We anticipate a continued curation focus for both the mouse and human genomes on gene clusters, readthrough loci, and other gene regions with more complex transcript support. In the effort to provide a CCDS ID for all known or reasonably inferred protein-coding loci, we find that we have been increasingly reviewing loci of an uncertain type (e.g. genes for which the protein-coding capacity is questionable). Both the human and mouse genomes contain a number of uncharacterized genes for which the collaborators have yet to agree upon a gene type. We anticipate an increased focus on this category of data in the next year. While some of these loci may turn out to be long noncoding RNAs or pseudogenes, it is expected that at least some of them may have future CCDS representation, possibly tracked with a qualifying inference or other attribute. Coordinated curation of these uncertain loci by the CCDS collaboration will also improve NCBI and Ensembl genome annotation consistency for the loci not in scope for the CCDS database.
The authors wish to thank the programmers, database and curation staff at Ensembl, NCBI, HAVANA and UCSC for their contributions to the CCDS analysis, maintenance and continuing curation efforts. The authors also thank the UniProt Consortium, HGNC and MGI for many useful discussions.

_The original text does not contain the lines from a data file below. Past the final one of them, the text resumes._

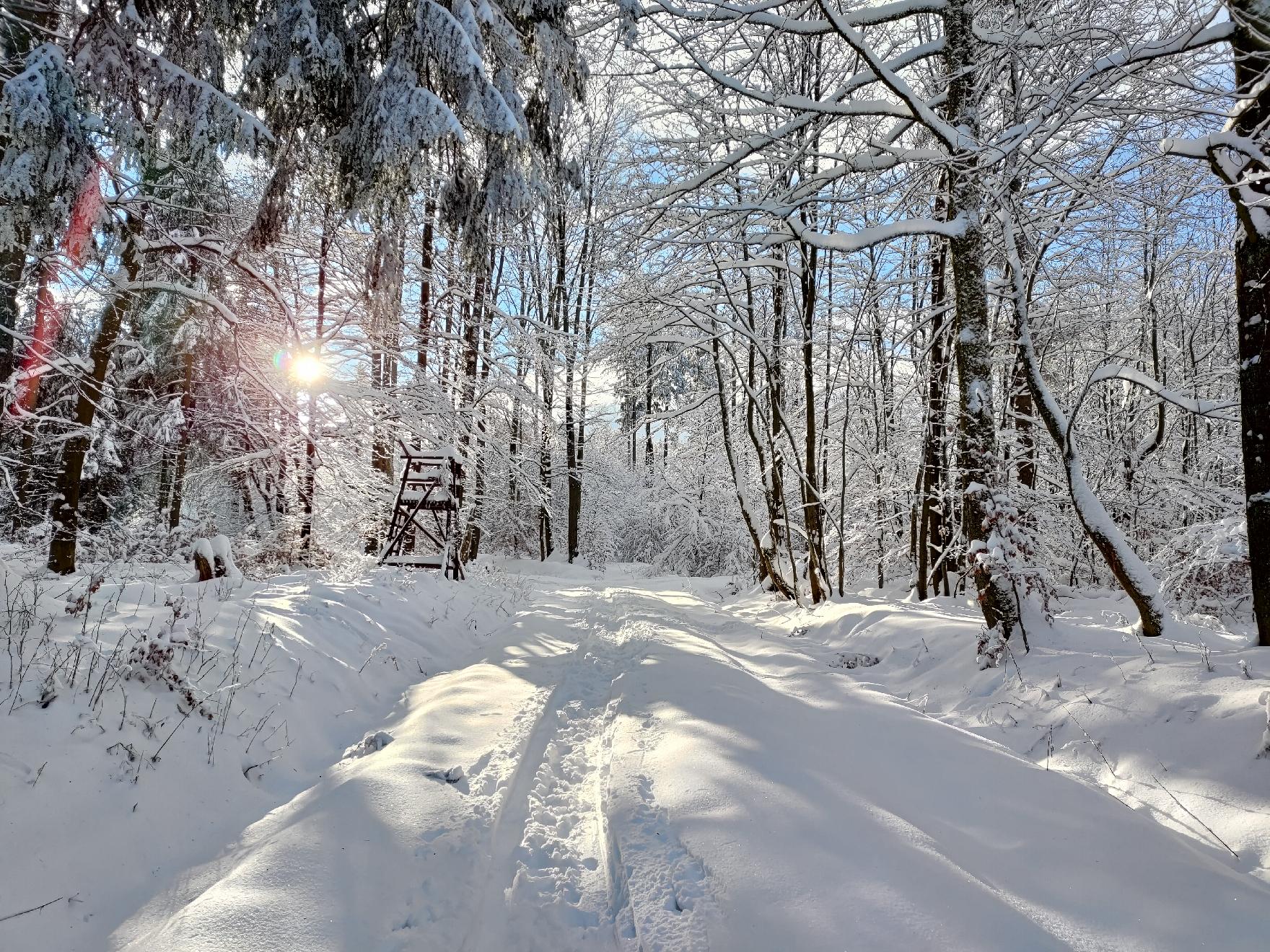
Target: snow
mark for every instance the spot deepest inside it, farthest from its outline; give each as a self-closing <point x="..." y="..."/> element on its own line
<point x="621" y="763"/>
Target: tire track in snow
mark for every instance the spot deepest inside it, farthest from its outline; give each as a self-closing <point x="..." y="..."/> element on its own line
<point x="546" y="886"/>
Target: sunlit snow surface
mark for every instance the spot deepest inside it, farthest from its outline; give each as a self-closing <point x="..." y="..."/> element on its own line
<point x="665" y="766"/>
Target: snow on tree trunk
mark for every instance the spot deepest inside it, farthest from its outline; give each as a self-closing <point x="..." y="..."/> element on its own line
<point x="977" y="446"/>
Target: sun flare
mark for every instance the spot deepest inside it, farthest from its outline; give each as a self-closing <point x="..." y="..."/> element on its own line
<point x="307" y="369"/>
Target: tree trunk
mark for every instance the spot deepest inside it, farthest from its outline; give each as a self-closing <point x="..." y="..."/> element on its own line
<point x="932" y="534"/>
<point x="1253" y="299"/>
<point x="187" y="412"/>
<point x="977" y="449"/>
<point x="65" y="511"/>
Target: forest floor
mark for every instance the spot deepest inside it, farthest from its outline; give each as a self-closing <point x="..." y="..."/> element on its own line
<point x="662" y="764"/>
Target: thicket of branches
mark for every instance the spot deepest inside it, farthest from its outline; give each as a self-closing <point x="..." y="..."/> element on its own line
<point x="960" y="295"/>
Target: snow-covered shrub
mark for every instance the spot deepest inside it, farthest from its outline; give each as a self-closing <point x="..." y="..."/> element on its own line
<point x="1206" y="568"/>
<point x="1010" y="551"/>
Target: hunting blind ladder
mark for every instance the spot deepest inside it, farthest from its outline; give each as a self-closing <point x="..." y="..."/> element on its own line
<point x="424" y="526"/>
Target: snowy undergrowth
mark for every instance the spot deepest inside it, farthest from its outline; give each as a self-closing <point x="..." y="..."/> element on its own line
<point x="146" y="720"/>
<point x="1174" y="726"/>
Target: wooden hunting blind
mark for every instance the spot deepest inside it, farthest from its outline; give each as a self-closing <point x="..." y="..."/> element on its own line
<point x="423" y="531"/>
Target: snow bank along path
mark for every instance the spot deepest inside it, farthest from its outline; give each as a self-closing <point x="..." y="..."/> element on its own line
<point x="641" y="771"/>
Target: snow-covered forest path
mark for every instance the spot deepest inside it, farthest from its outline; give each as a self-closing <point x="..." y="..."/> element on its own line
<point x="643" y="770"/>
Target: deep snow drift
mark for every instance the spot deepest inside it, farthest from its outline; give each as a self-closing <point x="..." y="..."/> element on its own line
<point x="615" y="763"/>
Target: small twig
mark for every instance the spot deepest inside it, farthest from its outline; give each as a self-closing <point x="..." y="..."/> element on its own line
<point x="1194" y="818"/>
<point x="1096" y="746"/>
<point x="33" y="909"/>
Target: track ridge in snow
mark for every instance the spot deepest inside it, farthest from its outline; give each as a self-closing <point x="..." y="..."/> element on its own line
<point x="548" y="880"/>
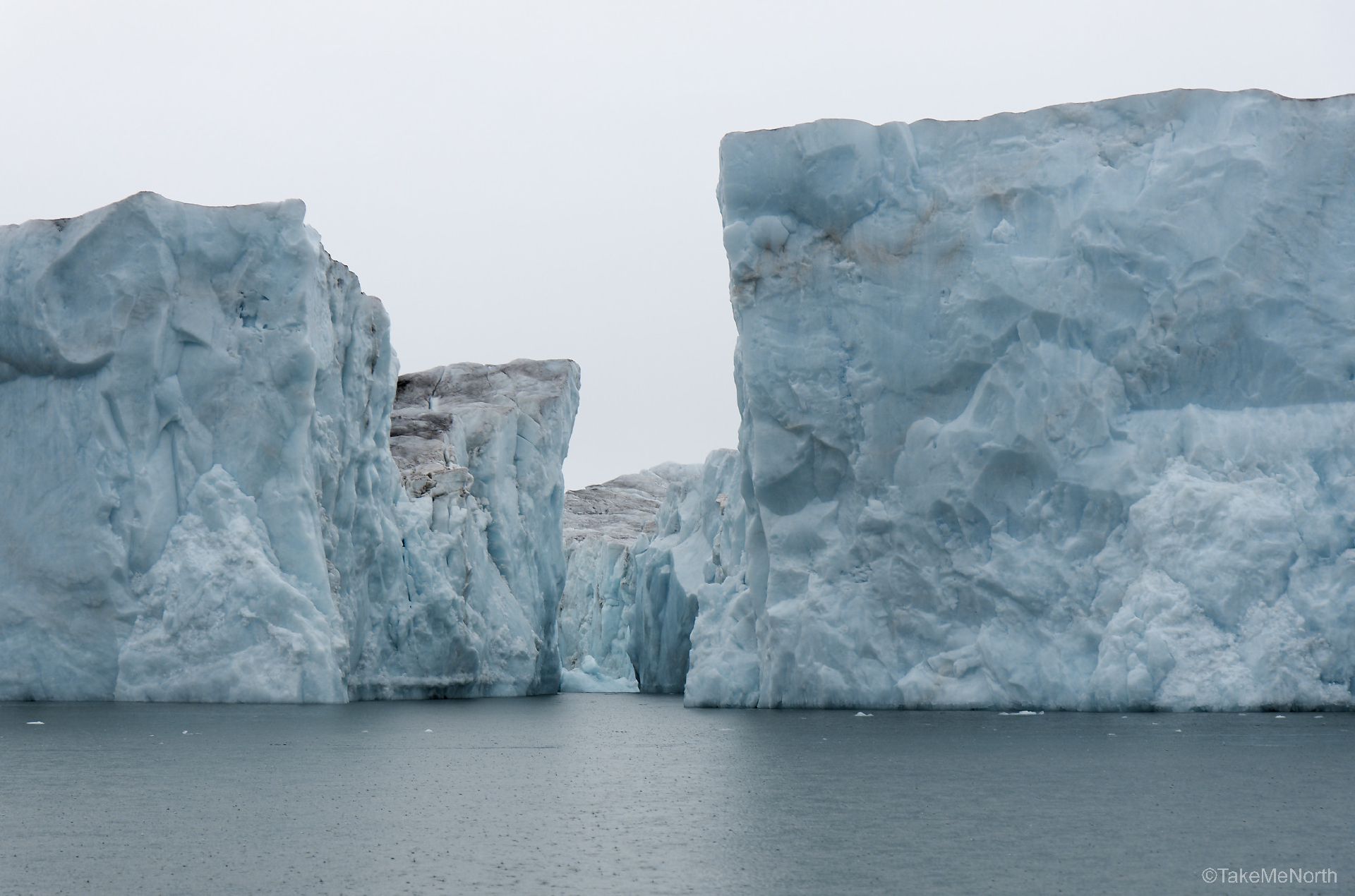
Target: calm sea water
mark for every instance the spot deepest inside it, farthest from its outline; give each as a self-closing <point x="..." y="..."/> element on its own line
<point x="587" y="793"/>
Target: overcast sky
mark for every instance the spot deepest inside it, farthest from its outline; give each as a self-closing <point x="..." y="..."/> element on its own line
<point x="540" y="179"/>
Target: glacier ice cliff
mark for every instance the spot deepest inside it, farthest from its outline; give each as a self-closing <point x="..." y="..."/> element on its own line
<point x="645" y="552"/>
<point x="1048" y="410"/>
<point x="480" y="450"/>
<point x="200" y="495"/>
<point x="602" y="526"/>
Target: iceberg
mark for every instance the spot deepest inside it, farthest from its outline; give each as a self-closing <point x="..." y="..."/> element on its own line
<point x="1050" y="410"/>
<point x="645" y="552"/>
<point x="201" y="498"/>
<point x="602" y="526"/>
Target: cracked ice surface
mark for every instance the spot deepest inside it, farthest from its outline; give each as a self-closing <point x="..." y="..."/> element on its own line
<point x="1048" y="410"/>
<point x="201" y="500"/>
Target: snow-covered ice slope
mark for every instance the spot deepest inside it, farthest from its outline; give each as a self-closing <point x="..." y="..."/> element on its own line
<point x="1048" y="410"/>
<point x="200" y="500"/>
<point x="480" y="450"/>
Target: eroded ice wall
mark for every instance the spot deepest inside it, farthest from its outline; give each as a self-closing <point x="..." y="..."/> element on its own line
<point x="640" y="568"/>
<point x="602" y="528"/>
<point x="1050" y="408"/>
<point x="198" y="495"/>
<point x="480" y="450"/>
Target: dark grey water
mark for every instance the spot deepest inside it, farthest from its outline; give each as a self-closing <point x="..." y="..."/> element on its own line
<point x="636" y="794"/>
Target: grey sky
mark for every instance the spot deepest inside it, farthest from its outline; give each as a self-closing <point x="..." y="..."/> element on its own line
<point x="540" y="179"/>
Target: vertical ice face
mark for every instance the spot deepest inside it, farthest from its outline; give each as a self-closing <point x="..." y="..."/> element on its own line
<point x="480" y="450"/>
<point x="198" y="495"/>
<point x="646" y="552"/>
<point x="1052" y="408"/>
<point x="603" y="525"/>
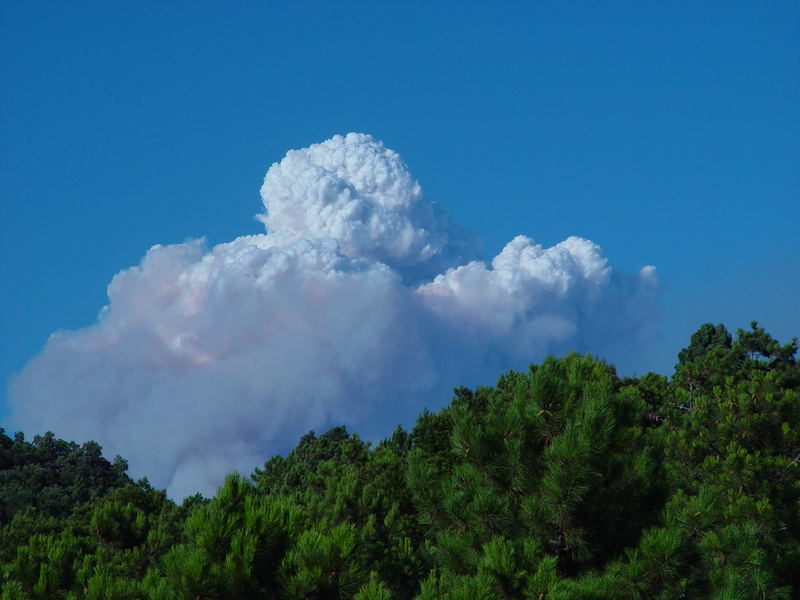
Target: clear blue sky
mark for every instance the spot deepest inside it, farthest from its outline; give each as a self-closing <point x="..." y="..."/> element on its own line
<point x="665" y="132"/>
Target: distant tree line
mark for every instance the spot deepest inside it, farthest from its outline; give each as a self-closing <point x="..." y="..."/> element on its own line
<point x="565" y="482"/>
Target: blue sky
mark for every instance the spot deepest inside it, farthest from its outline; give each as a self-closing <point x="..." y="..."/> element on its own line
<point x="665" y="132"/>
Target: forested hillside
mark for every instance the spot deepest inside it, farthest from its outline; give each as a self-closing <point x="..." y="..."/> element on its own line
<point x="564" y="482"/>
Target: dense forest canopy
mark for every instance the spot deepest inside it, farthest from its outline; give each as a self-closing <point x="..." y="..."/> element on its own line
<point x="563" y="482"/>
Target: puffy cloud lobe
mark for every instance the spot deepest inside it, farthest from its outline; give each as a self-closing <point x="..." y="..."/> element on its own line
<point x="356" y="191"/>
<point x="359" y="307"/>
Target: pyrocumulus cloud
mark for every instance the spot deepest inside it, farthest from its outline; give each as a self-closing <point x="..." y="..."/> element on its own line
<point x="362" y="304"/>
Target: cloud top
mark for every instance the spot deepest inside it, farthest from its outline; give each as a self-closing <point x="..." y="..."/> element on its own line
<point x="361" y="305"/>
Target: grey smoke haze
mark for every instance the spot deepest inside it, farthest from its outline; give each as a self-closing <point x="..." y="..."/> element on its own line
<point x="362" y="304"/>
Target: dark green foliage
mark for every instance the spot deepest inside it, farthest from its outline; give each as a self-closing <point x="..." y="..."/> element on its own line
<point x="561" y="483"/>
<point x="53" y="475"/>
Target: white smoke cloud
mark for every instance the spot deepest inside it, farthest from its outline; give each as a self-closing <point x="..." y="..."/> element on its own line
<point x="361" y="305"/>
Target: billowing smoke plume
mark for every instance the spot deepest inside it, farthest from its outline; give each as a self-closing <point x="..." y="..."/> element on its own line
<point x="362" y="305"/>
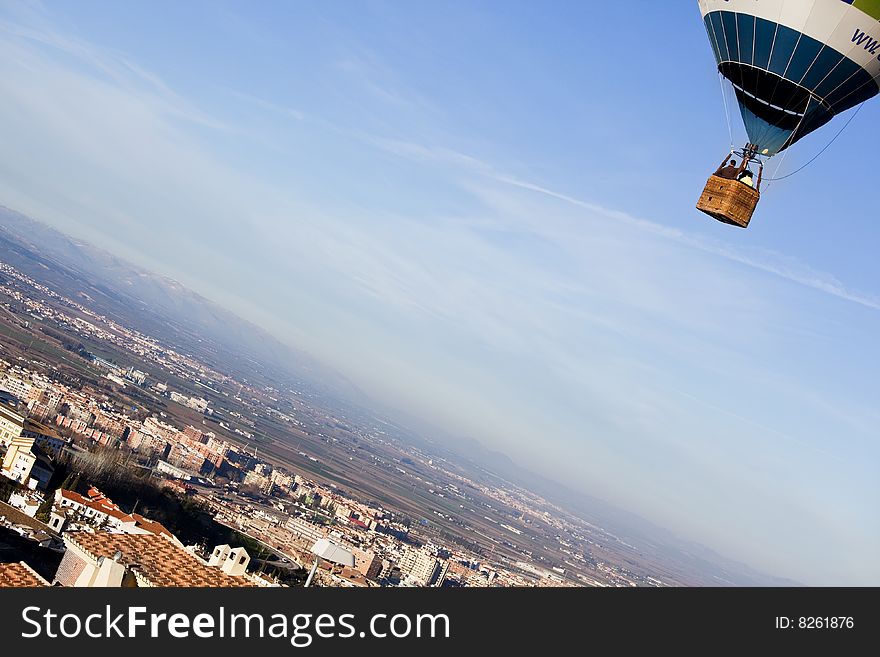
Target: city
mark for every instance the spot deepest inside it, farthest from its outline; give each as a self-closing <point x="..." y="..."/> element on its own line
<point x="196" y="433"/>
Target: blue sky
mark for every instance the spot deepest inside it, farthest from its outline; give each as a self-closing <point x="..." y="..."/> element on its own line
<point x="482" y="213"/>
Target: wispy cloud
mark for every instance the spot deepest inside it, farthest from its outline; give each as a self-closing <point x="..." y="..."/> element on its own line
<point x="773" y="263"/>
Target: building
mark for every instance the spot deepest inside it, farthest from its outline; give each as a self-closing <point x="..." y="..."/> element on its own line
<point x="418" y="566"/>
<point x="19" y="460"/>
<point x="11" y="423"/>
<point x="103" y="559"/>
<point x="94" y="509"/>
<point x="367" y="563"/>
<point x="48" y="439"/>
<point x="16" y="386"/>
<point x="232" y="561"/>
<point x="20" y="575"/>
<point x="136" y="376"/>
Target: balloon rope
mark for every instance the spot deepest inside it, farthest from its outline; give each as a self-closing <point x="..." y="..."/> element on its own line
<point x="816" y="156"/>
<point x="726" y="110"/>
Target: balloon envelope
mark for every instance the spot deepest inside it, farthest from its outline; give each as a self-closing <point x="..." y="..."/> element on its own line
<point x="794" y="64"/>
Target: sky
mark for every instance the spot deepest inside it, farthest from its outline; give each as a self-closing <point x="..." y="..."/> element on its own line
<point x="482" y="213"/>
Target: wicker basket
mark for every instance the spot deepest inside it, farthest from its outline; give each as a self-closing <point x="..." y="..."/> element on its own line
<point x="730" y="201"/>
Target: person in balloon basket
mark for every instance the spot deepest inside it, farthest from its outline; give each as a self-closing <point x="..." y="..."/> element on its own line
<point x="728" y="170"/>
<point x="747" y="178"/>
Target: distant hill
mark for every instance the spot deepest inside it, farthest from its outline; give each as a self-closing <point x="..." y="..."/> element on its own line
<point x="163" y="308"/>
<point x="160" y="307"/>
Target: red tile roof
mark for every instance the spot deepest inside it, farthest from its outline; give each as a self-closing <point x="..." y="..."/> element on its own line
<point x="99" y="502"/>
<point x="18" y="575"/>
<point x="155" y="560"/>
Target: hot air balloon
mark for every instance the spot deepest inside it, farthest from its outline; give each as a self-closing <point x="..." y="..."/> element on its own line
<point x="794" y="65"/>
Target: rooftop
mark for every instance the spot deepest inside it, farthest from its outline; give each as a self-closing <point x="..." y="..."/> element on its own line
<point x="18" y="575"/>
<point x="155" y="560"/>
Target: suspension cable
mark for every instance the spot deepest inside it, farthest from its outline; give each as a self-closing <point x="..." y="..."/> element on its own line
<point x="816" y="156"/>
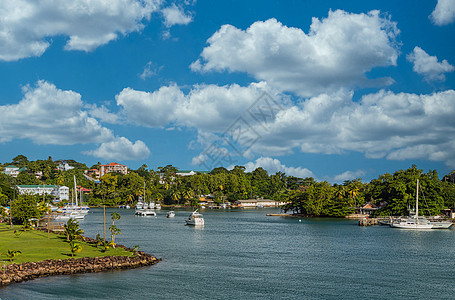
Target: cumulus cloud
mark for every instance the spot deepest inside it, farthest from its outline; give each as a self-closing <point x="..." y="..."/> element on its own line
<point x="26" y="25"/>
<point x="349" y="175"/>
<point x="121" y="149"/>
<point x="150" y="70"/>
<point x="428" y="66"/>
<point x="206" y="107"/>
<point x="383" y="124"/>
<point x="50" y="116"/>
<point x="103" y="114"/>
<point x="273" y="165"/>
<point x="174" y="15"/>
<point x="444" y="12"/>
<point x="337" y="52"/>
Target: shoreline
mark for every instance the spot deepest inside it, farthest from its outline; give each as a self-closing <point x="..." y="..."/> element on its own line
<point x="15" y="273"/>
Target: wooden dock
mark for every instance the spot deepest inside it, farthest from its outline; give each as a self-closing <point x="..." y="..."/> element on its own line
<point x="368" y="222"/>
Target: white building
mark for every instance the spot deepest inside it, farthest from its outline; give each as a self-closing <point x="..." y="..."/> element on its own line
<point x="60" y="193"/>
<point x="64" y="167"/>
<point x="13" y="170"/>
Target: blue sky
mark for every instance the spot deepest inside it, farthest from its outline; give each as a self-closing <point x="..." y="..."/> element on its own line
<point x="330" y="89"/>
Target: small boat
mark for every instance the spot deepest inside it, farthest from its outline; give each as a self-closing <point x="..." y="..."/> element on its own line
<point x="441" y="224"/>
<point x="413" y="222"/>
<point x="70" y="215"/>
<point x="145" y="212"/>
<point x="195" y="219"/>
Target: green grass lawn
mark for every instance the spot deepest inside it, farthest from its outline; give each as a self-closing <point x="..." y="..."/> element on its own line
<point x="36" y="246"/>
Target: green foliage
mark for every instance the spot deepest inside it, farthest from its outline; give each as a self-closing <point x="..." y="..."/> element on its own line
<point x="10" y="254"/>
<point x="74" y="248"/>
<point x="72" y="230"/>
<point x="24" y="208"/>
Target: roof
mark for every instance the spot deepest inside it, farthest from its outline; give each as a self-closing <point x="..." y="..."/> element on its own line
<point x="34" y="186"/>
<point x="112" y="164"/>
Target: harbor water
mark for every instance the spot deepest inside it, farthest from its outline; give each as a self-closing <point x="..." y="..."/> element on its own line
<point x="244" y="254"/>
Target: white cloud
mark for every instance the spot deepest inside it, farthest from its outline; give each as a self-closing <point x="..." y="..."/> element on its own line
<point x="349" y="175"/>
<point x="428" y="66"/>
<point x="155" y="109"/>
<point x="273" y="165"/>
<point x="103" y="114"/>
<point x="337" y="52"/>
<point x="121" y="149"/>
<point x="444" y="12"/>
<point x="50" y="116"/>
<point x="174" y="15"/>
<point x="383" y="124"/>
<point x="150" y="70"/>
<point x="27" y="25"/>
<point x="47" y="115"/>
<point x="206" y="107"/>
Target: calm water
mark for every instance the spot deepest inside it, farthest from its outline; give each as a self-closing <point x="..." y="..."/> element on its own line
<point x="242" y="254"/>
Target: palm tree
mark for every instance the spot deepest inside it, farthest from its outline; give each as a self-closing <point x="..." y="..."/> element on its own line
<point x="72" y="230"/>
<point x="175" y="196"/>
<point x="74" y="248"/>
<point x="114" y="231"/>
<point x="115" y="216"/>
<point x="10" y="254"/>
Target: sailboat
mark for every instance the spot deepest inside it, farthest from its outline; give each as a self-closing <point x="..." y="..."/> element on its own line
<point x="413" y="222"/>
<point x="147" y="209"/>
<point x="74" y="211"/>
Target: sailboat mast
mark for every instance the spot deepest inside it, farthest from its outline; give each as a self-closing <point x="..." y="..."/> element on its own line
<point x="417" y="200"/>
<point x="75" y="188"/>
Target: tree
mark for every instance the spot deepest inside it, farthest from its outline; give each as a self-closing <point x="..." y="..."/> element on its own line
<point x="74" y="248"/>
<point x="114" y="231"/>
<point x="72" y="230"/>
<point x="20" y="161"/>
<point x="25" y="208"/>
<point x="10" y="254"/>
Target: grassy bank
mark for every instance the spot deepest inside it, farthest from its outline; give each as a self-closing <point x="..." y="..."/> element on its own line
<point x="36" y="246"/>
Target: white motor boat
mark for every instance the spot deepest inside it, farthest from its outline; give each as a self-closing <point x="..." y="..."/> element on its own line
<point x="441" y="224"/>
<point x="145" y="212"/>
<point x="70" y="215"/>
<point x="195" y="219"/>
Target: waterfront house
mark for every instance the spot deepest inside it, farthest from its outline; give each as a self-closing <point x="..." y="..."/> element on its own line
<point x="13" y="170"/>
<point x="368" y="209"/>
<point x="252" y="203"/>
<point x="113" y="167"/>
<point x="60" y="193"/>
<point x="64" y="166"/>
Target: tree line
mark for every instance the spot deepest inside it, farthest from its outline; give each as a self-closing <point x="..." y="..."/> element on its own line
<point x="394" y="194"/>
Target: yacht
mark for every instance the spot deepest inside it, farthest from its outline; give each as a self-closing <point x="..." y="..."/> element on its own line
<point x="195" y="219"/>
<point x="441" y="224"/>
<point x="413" y="222"/>
<point x="69" y="215"/>
<point x="146" y="212"/>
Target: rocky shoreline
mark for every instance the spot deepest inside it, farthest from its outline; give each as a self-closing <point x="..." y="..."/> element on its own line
<point x="30" y="270"/>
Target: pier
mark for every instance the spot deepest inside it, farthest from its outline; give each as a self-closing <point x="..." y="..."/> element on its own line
<point x="368" y="222"/>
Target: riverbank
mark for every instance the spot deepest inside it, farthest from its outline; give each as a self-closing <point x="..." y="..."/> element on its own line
<point x="42" y="256"/>
<point x="26" y="271"/>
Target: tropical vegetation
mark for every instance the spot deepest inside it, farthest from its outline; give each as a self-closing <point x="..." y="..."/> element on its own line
<point x="392" y="193"/>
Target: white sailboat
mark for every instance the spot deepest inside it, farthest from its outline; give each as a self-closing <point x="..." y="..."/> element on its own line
<point x="145" y="209"/>
<point x="413" y="222"/>
<point x="195" y="219"/>
<point x="73" y="211"/>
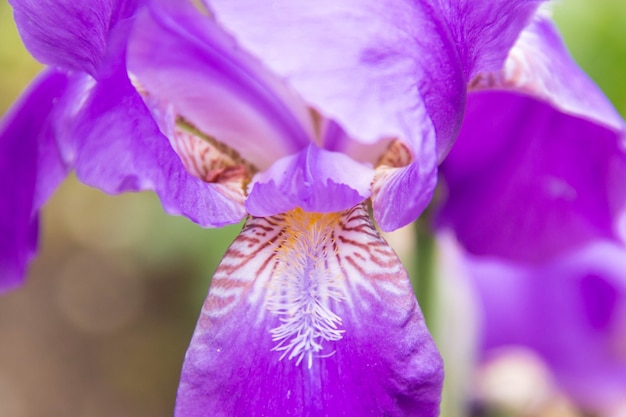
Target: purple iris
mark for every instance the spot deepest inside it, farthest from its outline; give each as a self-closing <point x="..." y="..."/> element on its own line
<point x="293" y="115"/>
<point x="534" y="193"/>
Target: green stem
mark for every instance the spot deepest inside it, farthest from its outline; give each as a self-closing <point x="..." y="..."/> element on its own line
<point x="425" y="285"/>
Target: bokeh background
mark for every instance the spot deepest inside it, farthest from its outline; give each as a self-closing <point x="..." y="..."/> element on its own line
<point x="102" y="324"/>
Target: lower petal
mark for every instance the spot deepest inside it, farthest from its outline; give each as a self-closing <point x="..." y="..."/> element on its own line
<point x="311" y="314"/>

Work performed at NCBI was supported by the Intramural Research Program of the National Institutes of Health, National Library of Medicine; Work performed at UCSC was funded by the National Human Genome Research Institute (NHGRI) for the ENCODE project [prime award 10U41 HG007234-01 under sub-award 2186-03 from the Wellcome Trust Sanger Institute]; Work performed at WTSI was funded by the Wellcome Trust [WT077198] for HAVANA, and by the Wellcome Trust [WT062023]; National Human Genome Research Institute [5U54HG00455-04] for Ensembl. Funding for open access charge: The Intramural Research Program of the National Institutes of Health, National Library of Medicine.
Conflict of interest statement. None declared.